Integrate external code

Job Store

The Job store in Fyrefuse represents the bidirectional connection towards a git repository that is used for storing and managing Fyrefuse custom Jobs.

Connect to a Job Store

The procedure for registering a Job store is very simple:

  1. Click the "+" icon in the top-right corner.
  2. Fill out the form:
    • Enter a job store name
    • Select the provider from the list
    • Specify the host url (for Gitlab Cloud it is https://gitlab.com)
    • Provide the Project id (Git repository id)
    • Provide the private access token (or username and password if supported by the provider)
  3. Click Save to finalize the process.
alt_text

If the connection is successful, the new job store will appear in the list.

Fyrefuse at this point will execute an auto sync with the remote in order to discover and import existing jobs (available in the Jobs section).

Define external jobs

While Spark SQL’s built-in functions cover many use cases, there are times when they are not enough and there is the need to use external custom functions. In such cases, it is possible to extend the pipelines with custom User-Defined Functions (UDFs). This guide outlines the key constraints and best practices for creating UDFs from scratch.

Understanding UDFs

UDFs allow you to extend Spark’s functionality by creating custom python functions that can be registered in the pipelines’ workspace and used across multiple DataFrames and SQL expressions.

Before writing a UDF, always check whether a similar function already exists in Spark SQL’s built-in functions. Spark continuously adds new functions with each release, so it's best to avoid reinventing the wheel whenever possible.

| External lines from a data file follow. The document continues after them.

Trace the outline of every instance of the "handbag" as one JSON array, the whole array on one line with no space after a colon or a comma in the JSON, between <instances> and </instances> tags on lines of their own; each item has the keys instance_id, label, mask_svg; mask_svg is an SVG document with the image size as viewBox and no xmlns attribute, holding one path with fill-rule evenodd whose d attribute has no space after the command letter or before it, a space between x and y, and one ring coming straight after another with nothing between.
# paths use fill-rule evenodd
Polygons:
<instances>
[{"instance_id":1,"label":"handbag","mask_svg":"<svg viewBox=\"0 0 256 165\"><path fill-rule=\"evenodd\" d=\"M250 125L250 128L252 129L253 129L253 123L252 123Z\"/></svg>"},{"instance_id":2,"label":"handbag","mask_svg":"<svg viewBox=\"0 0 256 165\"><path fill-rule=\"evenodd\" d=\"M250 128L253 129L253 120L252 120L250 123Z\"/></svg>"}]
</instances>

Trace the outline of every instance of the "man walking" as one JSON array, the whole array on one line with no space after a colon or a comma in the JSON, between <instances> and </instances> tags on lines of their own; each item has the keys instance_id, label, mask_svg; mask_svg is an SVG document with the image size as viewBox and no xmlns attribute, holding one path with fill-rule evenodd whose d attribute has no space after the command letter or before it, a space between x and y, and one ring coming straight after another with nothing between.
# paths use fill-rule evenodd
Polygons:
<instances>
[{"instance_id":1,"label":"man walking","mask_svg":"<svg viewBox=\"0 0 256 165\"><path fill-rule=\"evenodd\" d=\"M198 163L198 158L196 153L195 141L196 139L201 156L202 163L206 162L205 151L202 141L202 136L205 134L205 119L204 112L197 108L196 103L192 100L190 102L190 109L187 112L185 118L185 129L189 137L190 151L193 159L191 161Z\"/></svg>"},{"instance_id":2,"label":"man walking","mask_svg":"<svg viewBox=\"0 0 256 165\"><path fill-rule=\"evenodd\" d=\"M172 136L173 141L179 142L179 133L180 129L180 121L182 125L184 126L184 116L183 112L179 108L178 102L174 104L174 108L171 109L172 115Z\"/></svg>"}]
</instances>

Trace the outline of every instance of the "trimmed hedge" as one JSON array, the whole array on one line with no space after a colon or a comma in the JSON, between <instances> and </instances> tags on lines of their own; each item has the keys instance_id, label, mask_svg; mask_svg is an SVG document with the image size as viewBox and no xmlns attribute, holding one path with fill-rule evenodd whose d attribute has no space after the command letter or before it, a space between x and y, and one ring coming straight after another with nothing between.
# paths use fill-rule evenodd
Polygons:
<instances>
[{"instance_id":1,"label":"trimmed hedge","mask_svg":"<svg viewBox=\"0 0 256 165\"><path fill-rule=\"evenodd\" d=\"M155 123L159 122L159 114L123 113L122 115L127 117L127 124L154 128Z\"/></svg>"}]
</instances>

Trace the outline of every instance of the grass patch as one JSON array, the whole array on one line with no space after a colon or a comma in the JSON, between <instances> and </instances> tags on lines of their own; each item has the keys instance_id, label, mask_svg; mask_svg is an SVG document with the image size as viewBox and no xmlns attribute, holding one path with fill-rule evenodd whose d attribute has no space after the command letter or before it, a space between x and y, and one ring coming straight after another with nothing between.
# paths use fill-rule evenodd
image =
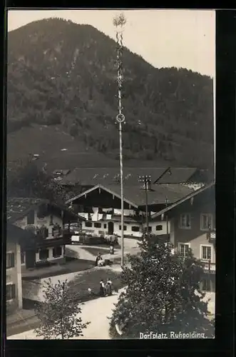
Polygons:
<instances>
[{"instance_id":1,"label":"grass patch","mask_svg":"<svg viewBox=\"0 0 236 357\"><path fill-rule=\"evenodd\" d=\"M72 263L72 264L71 264ZM63 266L63 268L58 268L58 271L48 271L48 268L47 268L47 271L42 271L43 268L41 269L38 268L37 271L35 271L35 275L30 274L29 276L22 277L23 280L36 280L36 279L41 279L43 278L50 278L51 276L61 276L63 274L69 274L70 273L73 272L79 272L83 271L88 269L91 269L94 267L94 261L88 261L88 260L82 260L82 259L75 259L73 262L70 261L68 263L68 266Z\"/></svg>"},{"instance_id":2,"label":"grass patch","mask_svg":"<svg viewBox=\"0 0 236 357\"><path fill-rule=\"evenodd\" d=\"M92 247L83 247L83 250L85 250L90 253L91 254L93 254L94 257L97 256L98 253L101 253L101 255L103 254L108 254L109 253L109 248L92 248Z\"/></svg>"},{"instance_id":3,"label":"grass patch","mask_svg":"<svg viewBox=\"0 0 236 357\"><path fill-rule=\"evenodd\" d=\"M123 285L120 281L120 273L113 271L111 268L96 269L85 271L84 273L79 275L70 281L68 285L77 293L79 293L80 301L84 302L99 296L100 281L101 279L106 281L108 278L110 278L116 290L123 288ZM88 288L92 290L92 295L88 293Z\"/></svg>"}]
</instances>

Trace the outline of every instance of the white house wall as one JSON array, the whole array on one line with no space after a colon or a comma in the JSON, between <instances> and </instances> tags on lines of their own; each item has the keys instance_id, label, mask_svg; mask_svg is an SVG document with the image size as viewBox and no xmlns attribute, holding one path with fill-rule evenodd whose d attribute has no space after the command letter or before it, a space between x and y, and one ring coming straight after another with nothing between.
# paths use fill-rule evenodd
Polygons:
<instances>
[{"instance_id":1,"label":"white house wall","mask_svg":"<svg viewBox=\"0 0 236 357\"><path fill-rule=\"evenodd\" d=\"M92 227L87 227L86 226L86 222L91 222L92 223ZM120 221L83 221L82 222L82 229L84 232L94 234L95 236L100 236L100 235L105 235L108 234L108 223L109 222L113 222L114 224L114 231L113 233L114 234L117 234L118 236L120 236L120 226L121 224ZM96 228L94 226L94 223L100 223L101 224L101 228ZM104 228L104 224L106 225L106 228ZM133 236L135 238L140 238L143 235L143 233L140 231L132 231L132 227L135 226L138 227L138 229L140 227L140 224L138 222L132 222L132 223L124 223L124 226L126 226L126 230L124 231L124 234L125 236ZM163 229L161 231L156 231L155 227L156 226L162 226ZM166 234L167 233L167 227L166 227L166 222L164 221L152 221L149 223L149 226L152 227L152 233L155 235L162 235L162 234ZM170 222L168 222L168 232L170 232Z\"/></svg>"},{"instance_id":2,"label":"white house wall","mask_svg":"<svg viewBox=\"0 0 236 357\"><path fill-rule=\"evenodd\" d=\"M48 261L57 261L58 259L61 259L61 258L63 258L64 254L63 254L63 246L61 246L61 255L59 256L53 256L53 247L47 247L43 248L44 249L48 249L48 258L47 259ZM39 259L39 251L38 253L36 253L35 254L35 261L36 263L38 263L39 261L41 261L41 259Z\"/></svg>"},{"instance_id":3,"label":"white house wall","mask_svg":"<svg viewBox=\"0 0 236 357\"><path fill-rule=\"evenodd\" d=\"M48 237L46 239L51 239L54 238L52 234L52 229L53 226L50 225L50 222L51 215L46 216L43 218L39 218L37 217L37 210L34 211L34 224L33 224L32 226L34 226L35 227L41 227L44 225L48 229ZM61 227L62 227L63 222L61 218L53 215L53 224L58 223ZM25 228L28 226L27 216L26 216L25 217L24 217L24 218L16 221L14 224L16 226L18 226L19 227L22 228L23 229L25 229Z\"/></svg>"},{"instance_id":4,"label":"white house wall","mask_svg":"<svg viewBox=\"0 0 236 357\"><path fill-rule=\"evenodd\" d=\"M22 308L22 285L21 285L21 247L15 243L7 243L6 253L14 253L14 266L6 269L6 283L16 286L16 298L7 303L12 308Z\"/></svg>"}]
</instances>

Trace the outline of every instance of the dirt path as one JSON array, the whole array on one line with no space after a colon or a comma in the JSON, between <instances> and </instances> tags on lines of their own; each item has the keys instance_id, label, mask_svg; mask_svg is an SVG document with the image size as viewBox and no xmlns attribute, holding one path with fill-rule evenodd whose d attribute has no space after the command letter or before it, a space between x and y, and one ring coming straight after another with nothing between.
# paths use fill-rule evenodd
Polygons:
<instances>
[{"instance_id":1,"label":"dirt path","mask_svg":"<svg viewBox=\"0 0 236 357\"><path fill-rule=\"evenodd\" d=\"M122 289L119 291L120 292ZM81 318L83 321L91 321L87 328L83 331L83 337L76 337L72 339L107 340L109 338L109 319L117 303L118 294L105 298L98 298L82 304ZM38 340L42 338L36 337L34 330L13 335L8 337L9 340Z\"/></svg>"}]
</instances>

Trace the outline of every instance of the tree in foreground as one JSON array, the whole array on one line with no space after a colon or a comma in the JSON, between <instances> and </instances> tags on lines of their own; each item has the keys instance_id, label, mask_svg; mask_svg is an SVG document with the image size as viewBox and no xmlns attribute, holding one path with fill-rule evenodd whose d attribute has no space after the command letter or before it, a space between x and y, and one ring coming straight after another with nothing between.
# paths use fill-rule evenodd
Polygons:
<instances>
[{"instance_id":1,"label":"tree in foreground","mask_svg":"<svg viewBox=\"0 0 236 357\"><path fill-rule=\"evenodd\" d=\"M53 284L45 283L44 301L36 308L40 321L35 329L37 336L43 339L68 339L83 336L83 330L90 322L83 323L78 296L68 286L67 280Z\"/></svg>"},{"instance_id":2,"label":"tree in foreground","mask_svg":"<svg viewBox=\"0 0 236 357\"><path fill-rule=\"evenodd\" d=\"M173 253L157 238L143 239L140 254L129 256L129 267L123 269L126 288L115 305L111 337L139 338L140 333L150 331L170 336L173 331L212 338L214 323L200 290L204 274L200 261L190 251L185 257Z\"/></svg>"}]
</instances>

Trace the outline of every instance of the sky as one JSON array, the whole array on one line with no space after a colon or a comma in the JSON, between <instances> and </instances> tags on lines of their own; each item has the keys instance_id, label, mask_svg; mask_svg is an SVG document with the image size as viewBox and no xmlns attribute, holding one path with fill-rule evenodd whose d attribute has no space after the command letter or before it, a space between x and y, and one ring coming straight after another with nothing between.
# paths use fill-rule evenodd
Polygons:
<instances>
[{"instance_id":1,"label":"sky","mask_svg":"<svg viewBox=\"0 0 236 357\"><path fill-rule=\"evenodd\" d=\"M212 10L125 10L123 43L157 68L183 67L215 79L215 12ZM93 26L115 39L120 10L9 10L8 30L62 17Z\"/></svg>"}]
</instances>

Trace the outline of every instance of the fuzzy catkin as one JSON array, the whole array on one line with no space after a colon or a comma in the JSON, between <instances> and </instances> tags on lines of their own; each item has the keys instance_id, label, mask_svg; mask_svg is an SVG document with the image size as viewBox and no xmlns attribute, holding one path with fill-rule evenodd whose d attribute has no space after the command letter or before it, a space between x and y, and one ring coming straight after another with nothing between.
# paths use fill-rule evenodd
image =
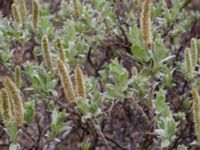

UDFs should be carefully designed to prevent performance bottlenecks and optimization issues. Poorly implemented UDFs can negatively impact execution speed, so always consider using Spark’s native functions first.

UDF Types in Fyrefuse

  1. Single-File UDF – A standalone .py file containing the UDF.
  2. Bundle UDF – A .zip archive that includes a single .py file along with any additional resources required by the function.

General Requirements (for both Single-File and Bundle UDFs)

The name of the .py file must match the UDF’s class name inside it.

Bundle-Specific Requirements

  • The bundle name must end with _bundle (e.g., getCity_bundle.zip).
  • The bundle must contain only one .py file.

The UDF main class

The most critical part of creating a UDF is defining its main class correctly.

This class follows a standard format because the Fyrefuse Execution Manager (FEM) expects UDFs to be structured in a specific way. To ensure compatibility, it's essential to adhere to the required naming conventions and implement all necessary methods.

Key Requirements:

  • The class name (e.g., getCityFromLocationUDF) must match the .py file name.
  • The constructor (__init__) initializes the custom method (e.g., getCity) as a callable UDF within the pipeline execution.
  • The UDF method must be defined inside the main class and can have an arbitrary name and number of parameters.
    • (UDF parameters are passed when the function is invoked in the SQL step.)
  • The UDF must return a single element.
alt_text

Packages and external files import

At the heading of the file, you need to import the required packages and any external files included in the bundle.

One crucial step is defining bundle_path, which should be the result of joining Spark’s root directory with the bundle’s directory name (which matches the .zip file name).

This is necessary because, during spark-submit, all required pipeline files are copied into a temporary directory created alongside the Spark session. The only way to retrieve this directory is through the getRootDirectory function.

alt_text

Now that the UDF is correctly defined, you are ready to import the bundle on Fyrefuse!

Import a new Job

Once everything is set up correctly, the Job Store has been added and the UDF has been defined, you’re ready to add it to your Fyrefuse project under the "Jobs" section.

Steps to Add Your UDF:

  1. Click the "+" icon in the top-right corner.
  2. Fill out the form
    • Enter a job name (no restrictions).
    • Select a Job Store from the available options. (Ensure that at least one Job Store exists in the project.)
  3. Upload your UDF file:
    • Select the file from your local system or drag and drop it into the upload area.
  4. Click Save to finalize the process.
alt_text alt_text

Fyrefuse will be responsible for registering the new job to the job stores and make it available to be used within the pipelines. If the operation ends correctly the new entry will be visible in the jobs list.

alt_text

Import a job from a Pipeline

Select the UDF step from the toolbar and connect the new node to the pipeline. There are no strict rules on where to place the node, what matters is that it is connected before the SQL step that calls the UDF.

alt_text

In order to bind an existing job (UDF) to the node, just open the edit panel and click on “select from UDF list” (1).

Then choose the desired job from the list (2) and update the node (3) for persisting the changes.

alt_text

At this point the UDF is bound to the node and registered in the pipeline workspace. It is now ready to be called by the next sql steps like in the example below.

Calling a UDF is extremely simple. Just use the UDF’s node name as function prototype and add the required parameters within rounded parenthesis.

i.e. getCity(lat, lng) as CITY_KEY
alt_text

At runtime, the UDF is executed for each processed record, generating a new column in the DataFrame with the computed result.